TR: My grandfather, Wilfried Boulez, had started a weaving mill just before World War II. He died four months before I was born, so we almost crossed paths. But my grandmother had kept my grandfather's notes and writings. They are books, completely handwritten, which he started during his studies as an engineer in textiles and long into his active career. It seems that somehow, a little bit, I can continue his legacy. Textiles was not my first choice; I was afraid of studying art. I wanted to study midwifery. But when I stayed in England for a longer period of time during the summer after my humanities degree, giving some sewing workshops, I enrolled for the entrance examination for a textiles course. I was without any experience in making sculpture, so the portfolio I showed to the teachers showed all the cakes I had baked that summer. I never thought I was going to make it, and look—now I've become a guest lecturer at the place I was scared of as an eighteen-year-old. It's funny how things turn out, isn't it? 
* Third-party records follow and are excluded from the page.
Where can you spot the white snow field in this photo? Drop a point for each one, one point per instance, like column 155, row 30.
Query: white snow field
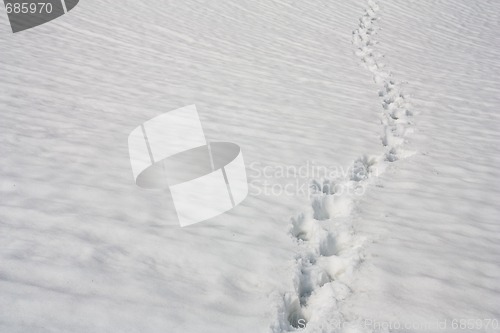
column 397, row 100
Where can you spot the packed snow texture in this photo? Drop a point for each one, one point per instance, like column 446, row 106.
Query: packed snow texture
column 403, row 95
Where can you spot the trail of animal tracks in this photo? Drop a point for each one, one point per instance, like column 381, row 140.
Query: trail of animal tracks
column 400, row 98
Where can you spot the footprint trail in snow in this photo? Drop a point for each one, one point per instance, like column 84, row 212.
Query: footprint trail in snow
column 329, row 250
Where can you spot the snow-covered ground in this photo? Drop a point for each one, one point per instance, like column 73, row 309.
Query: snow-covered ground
column 397, row 100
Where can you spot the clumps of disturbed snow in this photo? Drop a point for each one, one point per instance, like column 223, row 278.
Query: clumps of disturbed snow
column 329, row 250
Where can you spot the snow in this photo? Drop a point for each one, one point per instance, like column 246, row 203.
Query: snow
column 398, row 98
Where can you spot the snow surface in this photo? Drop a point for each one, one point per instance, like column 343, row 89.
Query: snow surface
column 402, row 96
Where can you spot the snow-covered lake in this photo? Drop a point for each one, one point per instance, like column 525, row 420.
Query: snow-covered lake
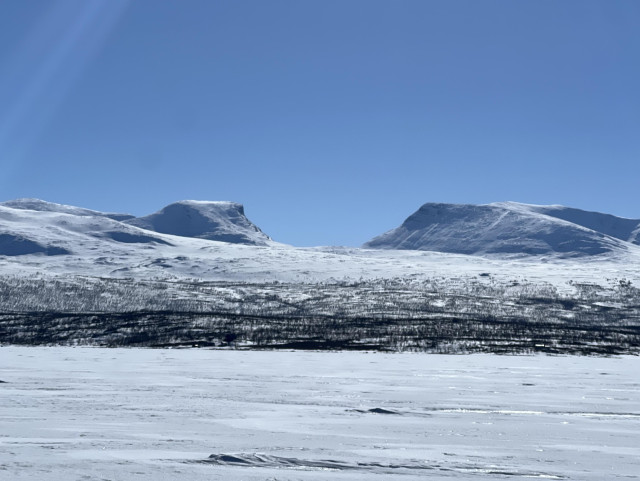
column 127, row 414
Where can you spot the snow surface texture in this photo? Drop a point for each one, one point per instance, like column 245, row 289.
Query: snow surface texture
column 120, row 414
column 220, row 221
column 511, row 228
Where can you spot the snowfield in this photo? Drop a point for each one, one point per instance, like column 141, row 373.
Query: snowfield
column 125, row 414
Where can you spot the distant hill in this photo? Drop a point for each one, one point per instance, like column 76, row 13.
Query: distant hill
column 510, row 228
column 220, row 221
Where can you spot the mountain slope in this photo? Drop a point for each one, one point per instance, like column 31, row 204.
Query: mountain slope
column 504, row 228
column 618, row 227
column 219, row 221
column 44, row 206
column 65, row 231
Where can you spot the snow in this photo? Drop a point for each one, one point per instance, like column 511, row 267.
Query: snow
column 79, row 413
column 220, row 221
column 99, row 246
column 510, row 228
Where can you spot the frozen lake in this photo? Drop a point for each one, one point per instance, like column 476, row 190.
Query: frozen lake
column 126, row 414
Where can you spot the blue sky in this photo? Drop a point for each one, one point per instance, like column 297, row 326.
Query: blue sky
column 332, row 121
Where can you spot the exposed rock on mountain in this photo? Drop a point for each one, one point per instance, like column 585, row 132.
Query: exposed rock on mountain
column 509, row 228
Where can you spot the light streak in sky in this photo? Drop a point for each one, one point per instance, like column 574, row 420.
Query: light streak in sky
column 42, row 70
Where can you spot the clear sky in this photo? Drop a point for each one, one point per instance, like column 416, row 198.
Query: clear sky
column 330, row 120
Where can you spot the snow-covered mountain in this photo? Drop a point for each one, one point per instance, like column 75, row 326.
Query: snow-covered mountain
column 220, row 221
column 511, row 228
column 44, row 239
column 44, row 206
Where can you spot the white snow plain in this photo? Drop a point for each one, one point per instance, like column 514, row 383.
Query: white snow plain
column 126, row 414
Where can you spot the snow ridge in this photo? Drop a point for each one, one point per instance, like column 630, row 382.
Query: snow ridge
column 510, row 228
column 220, row 221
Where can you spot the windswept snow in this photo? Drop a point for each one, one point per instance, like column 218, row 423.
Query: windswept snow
column 125, row 414
column 510, row 228
column 96, row 245
column 220, row 221
column 44, row 206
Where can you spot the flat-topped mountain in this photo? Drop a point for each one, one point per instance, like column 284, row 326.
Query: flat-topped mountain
column 220, row 221
column 510, row 228
column 33, row 226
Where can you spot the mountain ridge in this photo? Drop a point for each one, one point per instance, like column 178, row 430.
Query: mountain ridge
column 510, row 228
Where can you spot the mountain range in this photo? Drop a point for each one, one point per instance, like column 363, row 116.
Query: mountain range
column 511, row 228
column 33, row 226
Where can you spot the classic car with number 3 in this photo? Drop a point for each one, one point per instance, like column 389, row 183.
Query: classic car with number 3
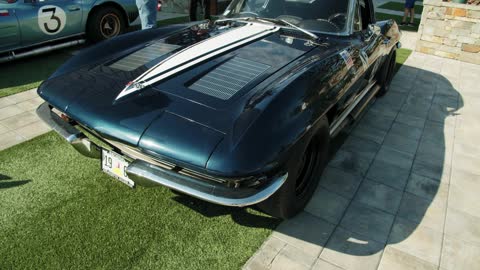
column 29, row 27
column 237, row 112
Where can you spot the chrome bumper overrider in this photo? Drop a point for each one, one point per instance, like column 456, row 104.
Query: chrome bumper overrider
column 147, row 174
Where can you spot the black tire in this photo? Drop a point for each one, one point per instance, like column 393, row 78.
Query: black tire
column 385, row 75
column 303, row 178
column 105, row 23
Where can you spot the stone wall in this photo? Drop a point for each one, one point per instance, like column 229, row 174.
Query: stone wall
column 450, row 30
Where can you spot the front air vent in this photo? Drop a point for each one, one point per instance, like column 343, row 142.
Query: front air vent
column 229, row 78
column 143, row 56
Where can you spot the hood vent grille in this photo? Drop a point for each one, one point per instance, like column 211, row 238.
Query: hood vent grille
column 143, row 56
column 229, row 78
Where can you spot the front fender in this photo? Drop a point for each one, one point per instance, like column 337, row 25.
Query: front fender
column 284, row 126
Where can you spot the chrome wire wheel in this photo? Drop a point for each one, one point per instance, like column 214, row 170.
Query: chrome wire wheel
column 110, row 25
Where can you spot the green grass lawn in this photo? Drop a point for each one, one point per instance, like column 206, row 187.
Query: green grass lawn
column 59, row 211
column 402, row 56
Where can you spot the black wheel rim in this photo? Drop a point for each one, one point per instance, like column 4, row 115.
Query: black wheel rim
column 306, row 171
column 110, row 25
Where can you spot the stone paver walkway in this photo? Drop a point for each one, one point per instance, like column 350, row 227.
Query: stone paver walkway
column 18, row 120
column 402, row 191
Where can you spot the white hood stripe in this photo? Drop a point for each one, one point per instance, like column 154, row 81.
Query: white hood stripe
column 199, row 52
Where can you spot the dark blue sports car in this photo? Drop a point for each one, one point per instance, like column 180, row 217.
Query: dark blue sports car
column 239, row 111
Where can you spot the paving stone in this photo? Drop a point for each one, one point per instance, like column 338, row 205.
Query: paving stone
column 440, row 134
column 420, row 241
column 406, row 131
column 467, row 164
column 401, row 143
column 417, row 107
column 374, row 120
column 424, row 212
column 369, row 222
column 471, row 149
column 394, row 259
column 464, row 192
column 350, row 162
column 379, row 196
column 293, row 258
column 430, row 152
column 458, row 254
column 33, row 130
column 340, row 182
column 263, row 258
column 9, row 139
column 463, row 226
column 368, row 133
column 327, row 205
column 388, row 174
column 438, row 172
column 365, row 148
column 410, row 120
column 426, row 187
column 351, row 251
column 3, row 129
column 394, row 157
column 305, row 232
column 10, row 111
column 324, row 265
column 19, row 120
column 392, row 100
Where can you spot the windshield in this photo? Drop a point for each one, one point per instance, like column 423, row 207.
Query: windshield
column 314, row 15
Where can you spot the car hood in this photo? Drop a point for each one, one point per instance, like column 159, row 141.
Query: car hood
column 184, row 91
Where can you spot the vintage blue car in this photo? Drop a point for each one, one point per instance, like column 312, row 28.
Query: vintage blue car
column 239, row 111
column 33, row 26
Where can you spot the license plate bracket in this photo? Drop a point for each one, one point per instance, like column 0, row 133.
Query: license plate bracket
column 115, row 165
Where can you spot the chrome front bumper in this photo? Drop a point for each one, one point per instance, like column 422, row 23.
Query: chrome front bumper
column 147, row 174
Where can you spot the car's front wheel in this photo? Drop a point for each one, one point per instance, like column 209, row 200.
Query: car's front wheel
column 387, row 72
column 105, row 23
column 303, row 179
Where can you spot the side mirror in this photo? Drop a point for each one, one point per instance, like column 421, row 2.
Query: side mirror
column 372, row 31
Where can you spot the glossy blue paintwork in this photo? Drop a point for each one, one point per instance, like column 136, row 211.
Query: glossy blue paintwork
column 258, row 130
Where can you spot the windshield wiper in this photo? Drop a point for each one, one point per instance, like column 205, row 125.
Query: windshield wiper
column 312, row 35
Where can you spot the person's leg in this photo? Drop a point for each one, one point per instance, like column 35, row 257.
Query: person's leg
column 404, row 21
column 193, row 10
column 152, row 13
column 412, row 15
column 147, row 11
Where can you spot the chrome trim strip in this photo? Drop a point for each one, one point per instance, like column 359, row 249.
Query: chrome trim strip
column 145, row 174
column 337, row 123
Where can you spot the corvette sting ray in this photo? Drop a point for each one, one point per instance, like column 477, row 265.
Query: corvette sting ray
column 238, row 111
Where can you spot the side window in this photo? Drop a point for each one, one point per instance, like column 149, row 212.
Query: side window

ER: Literature and language also play an important role in your work. 

TR: Absolutely, it is an enormously rich breeding ground. Poetry especially touches and inspires me, such as work by Alicia Gallienne, Louise Glück, Amanda Gorman, Maya Angelou, and Federico García Lorca. Poetry is music without instruments. I also often write myself; these words or sentences are always the starting point for a new work. Words are my coat rack, of the hummus in which I plant small seeds and wait for something to germinate. It also allows contextualization, being able to see through the fog. I need it to understand in retrospect what I have done, why an image came into being. An image often arises intuitively, but I clarify its definition after a process of acceptance. Conversations with people also inspire me immensely—how people empathize and apply their touch, their layer. Recently a woman expressed her wish to have a black-and-white woven narcissus, a new work of mine, placed on her coffin. It gave me goose bumps.  

ER: Can you tell us something about the exhibition you made for KIOSK? 

TR: It consists of four parts, two that will be inside and two outside. The indoor parts consist of a seven-meter textile work which can be viewed through a circular route. That is Sacred Memories, a timelapse view of the peak of the daffodil bloom, the silent period and the run-up to the return of glory. The chiffon on which the images are printed has been worked with folds, creating new images through layers. Souvenirs d'un jardinier, the second work, is a series of notes ordinary fragments with polaroids and dried daffodils. I started it in November and will continue working on it until the opening of the show. It is an intimate glimpse into the process of gardening and the gardener as the alter ego I assume here. Outside you will find a garden with daffodils, The Daffodil Garden: KIOSK Edition, which consists of 120 bulbs and six varieties, including the Narcissus Poeticus, the poet's daffodil. Woven between these are ten flags having a conversation about regret, supported by an impressive construction by artist Bert De Geyter. I think the thread running through this exhibition is the walk you take both cognitively and physically through your memories, an obsessive holding on to the special period of growth to bloom. The exhibition is a metaphor for the complexity of what it is to be human and how you can take a moment in anonymity, make a small perfect and happy moment for yourself, through the gift of a garden.